NOCHA is a novel benchmark dataset consisting of 1,001 narrative minimal pairs of true and false claims about 67 recently published English fictional books. The dataset was created to evaluate the ability of long-context language models (LLMs) to retrieve, synthesize, and reason over information across book-length inputs. Unlike existing benchmarks, NOCHA requires global reasoning over the entire book to verify most pairs, making it a more challenging task for LLMs. The dataset was created by human annotators who self-reported recently published novels they had read and generated true/false pairs that isolate a single narrative phenomenon. The dataset includes a total of 1,001 pairs for 67 books, created at a cost of $3,330 USD.

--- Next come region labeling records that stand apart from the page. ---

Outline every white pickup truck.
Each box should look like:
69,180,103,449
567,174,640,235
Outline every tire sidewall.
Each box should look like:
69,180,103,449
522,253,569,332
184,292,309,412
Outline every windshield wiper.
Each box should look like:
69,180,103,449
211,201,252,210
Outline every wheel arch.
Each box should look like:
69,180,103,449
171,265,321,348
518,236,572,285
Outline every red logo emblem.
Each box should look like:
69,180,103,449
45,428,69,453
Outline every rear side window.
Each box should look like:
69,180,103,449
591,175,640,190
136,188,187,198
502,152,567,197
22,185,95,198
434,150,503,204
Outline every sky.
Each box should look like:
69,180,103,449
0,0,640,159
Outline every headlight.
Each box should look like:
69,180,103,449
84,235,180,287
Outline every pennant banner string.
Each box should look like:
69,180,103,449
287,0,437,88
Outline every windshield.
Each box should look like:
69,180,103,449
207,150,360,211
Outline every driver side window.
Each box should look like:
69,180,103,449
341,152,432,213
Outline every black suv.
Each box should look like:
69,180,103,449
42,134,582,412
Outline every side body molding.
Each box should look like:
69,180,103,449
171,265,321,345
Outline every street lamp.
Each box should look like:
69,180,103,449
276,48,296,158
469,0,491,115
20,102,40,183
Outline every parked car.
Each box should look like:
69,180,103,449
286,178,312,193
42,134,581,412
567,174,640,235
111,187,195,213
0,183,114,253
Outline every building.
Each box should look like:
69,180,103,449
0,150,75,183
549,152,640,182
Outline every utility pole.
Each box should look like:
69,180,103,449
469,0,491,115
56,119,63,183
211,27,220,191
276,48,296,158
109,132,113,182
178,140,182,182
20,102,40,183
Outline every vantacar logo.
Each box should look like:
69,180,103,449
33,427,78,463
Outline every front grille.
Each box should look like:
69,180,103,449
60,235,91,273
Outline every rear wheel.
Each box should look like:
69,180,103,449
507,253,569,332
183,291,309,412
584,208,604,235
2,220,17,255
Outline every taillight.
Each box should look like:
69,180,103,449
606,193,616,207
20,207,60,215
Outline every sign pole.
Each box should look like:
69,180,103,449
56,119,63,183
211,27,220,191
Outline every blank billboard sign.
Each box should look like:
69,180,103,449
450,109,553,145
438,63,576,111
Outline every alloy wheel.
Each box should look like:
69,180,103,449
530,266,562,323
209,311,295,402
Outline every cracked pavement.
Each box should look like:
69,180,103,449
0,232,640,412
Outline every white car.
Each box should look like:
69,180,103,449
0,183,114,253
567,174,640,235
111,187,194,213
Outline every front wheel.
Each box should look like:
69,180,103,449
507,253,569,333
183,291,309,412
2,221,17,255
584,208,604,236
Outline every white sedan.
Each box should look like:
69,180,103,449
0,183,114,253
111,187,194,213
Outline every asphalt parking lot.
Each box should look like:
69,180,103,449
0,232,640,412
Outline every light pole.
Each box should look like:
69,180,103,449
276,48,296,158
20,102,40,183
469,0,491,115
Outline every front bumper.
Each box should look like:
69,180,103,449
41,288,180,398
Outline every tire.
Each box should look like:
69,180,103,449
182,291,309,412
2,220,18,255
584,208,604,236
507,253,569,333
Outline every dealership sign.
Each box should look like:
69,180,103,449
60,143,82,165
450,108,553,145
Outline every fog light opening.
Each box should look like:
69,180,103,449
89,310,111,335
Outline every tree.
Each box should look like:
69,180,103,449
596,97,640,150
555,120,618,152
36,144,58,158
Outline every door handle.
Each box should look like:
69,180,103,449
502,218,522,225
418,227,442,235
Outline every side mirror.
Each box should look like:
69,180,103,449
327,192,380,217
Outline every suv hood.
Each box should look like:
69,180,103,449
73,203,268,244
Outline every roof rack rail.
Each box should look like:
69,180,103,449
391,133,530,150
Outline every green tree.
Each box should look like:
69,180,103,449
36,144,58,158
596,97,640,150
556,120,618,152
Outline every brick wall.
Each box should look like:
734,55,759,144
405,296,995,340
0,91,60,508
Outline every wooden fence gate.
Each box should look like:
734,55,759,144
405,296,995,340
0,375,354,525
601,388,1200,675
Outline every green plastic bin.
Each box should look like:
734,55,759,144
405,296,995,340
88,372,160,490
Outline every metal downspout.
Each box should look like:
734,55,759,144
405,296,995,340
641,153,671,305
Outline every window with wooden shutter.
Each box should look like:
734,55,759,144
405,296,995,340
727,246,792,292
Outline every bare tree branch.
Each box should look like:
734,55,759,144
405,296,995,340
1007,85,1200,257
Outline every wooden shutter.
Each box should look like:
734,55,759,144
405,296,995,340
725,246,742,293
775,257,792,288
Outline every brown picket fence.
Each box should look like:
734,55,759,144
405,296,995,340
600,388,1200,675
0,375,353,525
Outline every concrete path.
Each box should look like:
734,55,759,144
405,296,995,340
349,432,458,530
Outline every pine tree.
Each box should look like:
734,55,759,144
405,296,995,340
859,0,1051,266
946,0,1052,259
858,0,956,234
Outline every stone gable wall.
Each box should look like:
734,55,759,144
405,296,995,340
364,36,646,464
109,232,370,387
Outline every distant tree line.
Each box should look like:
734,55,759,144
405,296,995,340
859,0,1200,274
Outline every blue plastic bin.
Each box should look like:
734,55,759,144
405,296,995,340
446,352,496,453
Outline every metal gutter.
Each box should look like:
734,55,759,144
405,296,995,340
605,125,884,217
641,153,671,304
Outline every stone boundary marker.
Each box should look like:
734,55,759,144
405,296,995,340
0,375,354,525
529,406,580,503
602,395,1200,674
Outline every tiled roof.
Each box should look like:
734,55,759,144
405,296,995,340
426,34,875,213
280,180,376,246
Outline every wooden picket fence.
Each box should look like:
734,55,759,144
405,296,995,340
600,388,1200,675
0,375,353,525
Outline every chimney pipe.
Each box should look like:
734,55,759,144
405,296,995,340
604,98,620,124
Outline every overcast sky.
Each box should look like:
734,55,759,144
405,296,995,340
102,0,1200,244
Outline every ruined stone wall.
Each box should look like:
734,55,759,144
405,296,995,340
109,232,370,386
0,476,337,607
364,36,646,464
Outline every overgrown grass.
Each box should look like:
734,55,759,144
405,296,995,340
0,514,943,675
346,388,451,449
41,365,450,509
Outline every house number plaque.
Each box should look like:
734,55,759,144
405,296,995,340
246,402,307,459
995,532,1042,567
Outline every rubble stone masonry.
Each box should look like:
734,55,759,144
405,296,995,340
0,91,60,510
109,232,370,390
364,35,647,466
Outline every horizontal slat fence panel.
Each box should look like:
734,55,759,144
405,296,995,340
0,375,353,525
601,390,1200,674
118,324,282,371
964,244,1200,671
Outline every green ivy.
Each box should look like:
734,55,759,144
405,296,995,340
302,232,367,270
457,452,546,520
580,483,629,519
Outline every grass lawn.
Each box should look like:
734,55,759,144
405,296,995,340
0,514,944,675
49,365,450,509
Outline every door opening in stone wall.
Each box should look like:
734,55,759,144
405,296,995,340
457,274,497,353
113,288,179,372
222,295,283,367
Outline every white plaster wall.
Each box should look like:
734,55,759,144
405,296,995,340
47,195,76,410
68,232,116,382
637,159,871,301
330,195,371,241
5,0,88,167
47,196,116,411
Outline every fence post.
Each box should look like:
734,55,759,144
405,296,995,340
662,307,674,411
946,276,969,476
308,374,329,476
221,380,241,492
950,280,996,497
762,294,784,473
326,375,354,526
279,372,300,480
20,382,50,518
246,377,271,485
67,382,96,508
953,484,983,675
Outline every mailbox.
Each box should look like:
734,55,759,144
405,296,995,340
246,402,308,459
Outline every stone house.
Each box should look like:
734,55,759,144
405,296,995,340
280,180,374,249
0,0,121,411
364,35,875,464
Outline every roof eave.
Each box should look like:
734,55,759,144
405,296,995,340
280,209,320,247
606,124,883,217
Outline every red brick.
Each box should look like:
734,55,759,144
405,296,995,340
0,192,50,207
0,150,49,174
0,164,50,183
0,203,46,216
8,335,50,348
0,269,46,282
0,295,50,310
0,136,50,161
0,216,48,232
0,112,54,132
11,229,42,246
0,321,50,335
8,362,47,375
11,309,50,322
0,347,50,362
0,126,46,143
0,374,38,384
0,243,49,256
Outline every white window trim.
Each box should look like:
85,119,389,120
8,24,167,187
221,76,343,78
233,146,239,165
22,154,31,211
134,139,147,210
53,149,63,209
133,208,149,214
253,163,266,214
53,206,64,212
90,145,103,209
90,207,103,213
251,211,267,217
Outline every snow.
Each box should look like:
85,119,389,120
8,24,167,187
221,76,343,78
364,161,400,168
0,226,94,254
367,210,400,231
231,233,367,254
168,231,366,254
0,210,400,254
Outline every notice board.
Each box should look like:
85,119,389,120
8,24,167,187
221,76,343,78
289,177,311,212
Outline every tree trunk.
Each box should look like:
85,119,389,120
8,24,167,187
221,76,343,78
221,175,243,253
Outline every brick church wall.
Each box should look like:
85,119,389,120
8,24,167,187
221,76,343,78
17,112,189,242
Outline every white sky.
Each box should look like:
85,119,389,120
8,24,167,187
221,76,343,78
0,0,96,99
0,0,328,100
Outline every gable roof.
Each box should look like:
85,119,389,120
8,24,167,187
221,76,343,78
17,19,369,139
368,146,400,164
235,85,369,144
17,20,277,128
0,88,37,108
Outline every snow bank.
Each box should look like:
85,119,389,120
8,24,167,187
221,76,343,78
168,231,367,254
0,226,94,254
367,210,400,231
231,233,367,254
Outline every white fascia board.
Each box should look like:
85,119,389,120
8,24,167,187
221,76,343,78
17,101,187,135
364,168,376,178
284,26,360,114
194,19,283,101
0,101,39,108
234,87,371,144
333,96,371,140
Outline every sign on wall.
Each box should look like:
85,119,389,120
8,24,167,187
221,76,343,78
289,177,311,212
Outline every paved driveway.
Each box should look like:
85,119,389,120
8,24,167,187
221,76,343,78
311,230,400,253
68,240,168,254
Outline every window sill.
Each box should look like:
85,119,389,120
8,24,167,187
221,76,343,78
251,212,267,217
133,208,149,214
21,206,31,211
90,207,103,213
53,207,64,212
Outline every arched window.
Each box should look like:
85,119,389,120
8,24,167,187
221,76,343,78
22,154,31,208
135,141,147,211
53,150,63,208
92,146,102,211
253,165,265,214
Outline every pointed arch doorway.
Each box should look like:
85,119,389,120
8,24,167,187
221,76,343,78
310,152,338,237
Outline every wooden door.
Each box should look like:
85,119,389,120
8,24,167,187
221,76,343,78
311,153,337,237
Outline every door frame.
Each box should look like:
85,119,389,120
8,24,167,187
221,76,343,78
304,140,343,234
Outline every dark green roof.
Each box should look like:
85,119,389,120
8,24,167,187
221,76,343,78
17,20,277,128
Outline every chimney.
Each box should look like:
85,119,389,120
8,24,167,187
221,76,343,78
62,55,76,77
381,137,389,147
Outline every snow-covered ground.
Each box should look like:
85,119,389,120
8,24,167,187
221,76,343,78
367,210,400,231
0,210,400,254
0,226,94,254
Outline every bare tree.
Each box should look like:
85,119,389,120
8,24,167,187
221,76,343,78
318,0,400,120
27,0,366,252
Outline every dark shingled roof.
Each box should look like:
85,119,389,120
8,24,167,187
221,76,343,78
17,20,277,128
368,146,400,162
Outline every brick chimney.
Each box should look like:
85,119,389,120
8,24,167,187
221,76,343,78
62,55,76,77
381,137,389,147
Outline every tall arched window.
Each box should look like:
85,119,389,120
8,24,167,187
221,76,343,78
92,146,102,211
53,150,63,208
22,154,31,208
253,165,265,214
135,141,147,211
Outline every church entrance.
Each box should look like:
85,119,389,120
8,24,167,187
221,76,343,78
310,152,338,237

Experiments on 5 open-source and 6 closed-source models show that while human readers easily perform this task, it is extremely challenging for all ten LLMs evaluated. No open-source model performs above random chance, while GPT-4o achieves the highest accuracy at 55.8%. Further analysis reveals that models perform much better on pairs requiring only sentence-level retrieval than global reasoning. Additionally, model-generated explanations for their decisions are often inaccurate even for correctly-labeled claims. Models also perform substantially worse on speculative fiction books that contain extensive world-building.
The methodology proposed in NOCHA allows for the evolution of the benchmark dataset and the easy analysis of future models. The dataset is designed to evaluate the long-context reasoning capabilities of LLMs in a realistic task setting. The results show that models that are "state-of-the-art" according to synthetic benchmarks like NIAH actually perform very poorly on NOCHA. However, synthetic datasets are useful and complementary to realistic datasets, allowing for higher flexibility in evaluating different context lengths and analyzing the lost-in-the-middle phenomenon. The study encourages researchers to use a holistic approach and consider both synthetic and realistic tasks when evaluating long-context language models. The study also acknowledges the limitations of the work, including the focus on English novels and the task of claim verification. The study also highlights the ethical considerations of the research, including the use and publication of annotations and the fair compensation of annotators. The study also acknowledges the contributions of the research team and the support received from various funding sources.NOCHA is a novel benchmark dataset consisting of 1,001 narrative minimal pairs of true and false claims about 67 recently published English fictional books. The dataset was created to evaluate the ability of long-context language models (LLMs) to retrieve, synthesize, and reason over information across book-length inputs. Unlike existing benchmarks, NOCHA requires global reasoning over the entire book to verify most pairs, making it a more challenging task for LLMs. The dataset was created by human annotators who self-reported recently published novels they had read and generated true/false pairs that isolate a single narrative phenomenon. The dataset includes a total of 1,001 pairs for 67 books, created at a cost of $3,330 USD.
Experiments on 5 open-source and 6 closed-source models show that while human readers easily perform this task, it is extremely challenging for all ten LLMs evaluated. No open-source model performs above random chance, while GPT-4o achieves the highest accuracy at 55.8%. Further analysis reveals that models perform much better on pairs requiring only sentence-level retrieval than global reasoning. Additionally, model-generated explanations for their decisions are often inaccurate even for correctly-labeled claims. Models also perform substantially worse on speculative fiction books that contain extensive world-building.
The methodology proposed in NOCHA allows for the evolution of the benchmark dataset and the easy analysis of future models. The dataset is designed to evaluate the long-context reasoning capabilities of LLMs in a realistic task setting. The results show that models that are "state-of-the-art" according to synthetic benchmarks like NIAH actually perform very poorly on NOCHA. However, synthetic datasets are useful and complementary to realistic datasets, allowing for higher flexibility in evaluating different context lengths and analyzing the lost-in-the-middle phenomenon. The study encourages researchers to use a holistic approach and consider both synthetic and realistic tasks when evaluating long-context language models. The study also acknowledges the limitations of the work, including the focus on English novels and the task of claim verification. The study also highlights the ethical considerations of the research, including the use and publication of annotations and the fair compensation of annotators. The study also acknowledges the contributions of the research team and the support received from various funding sources.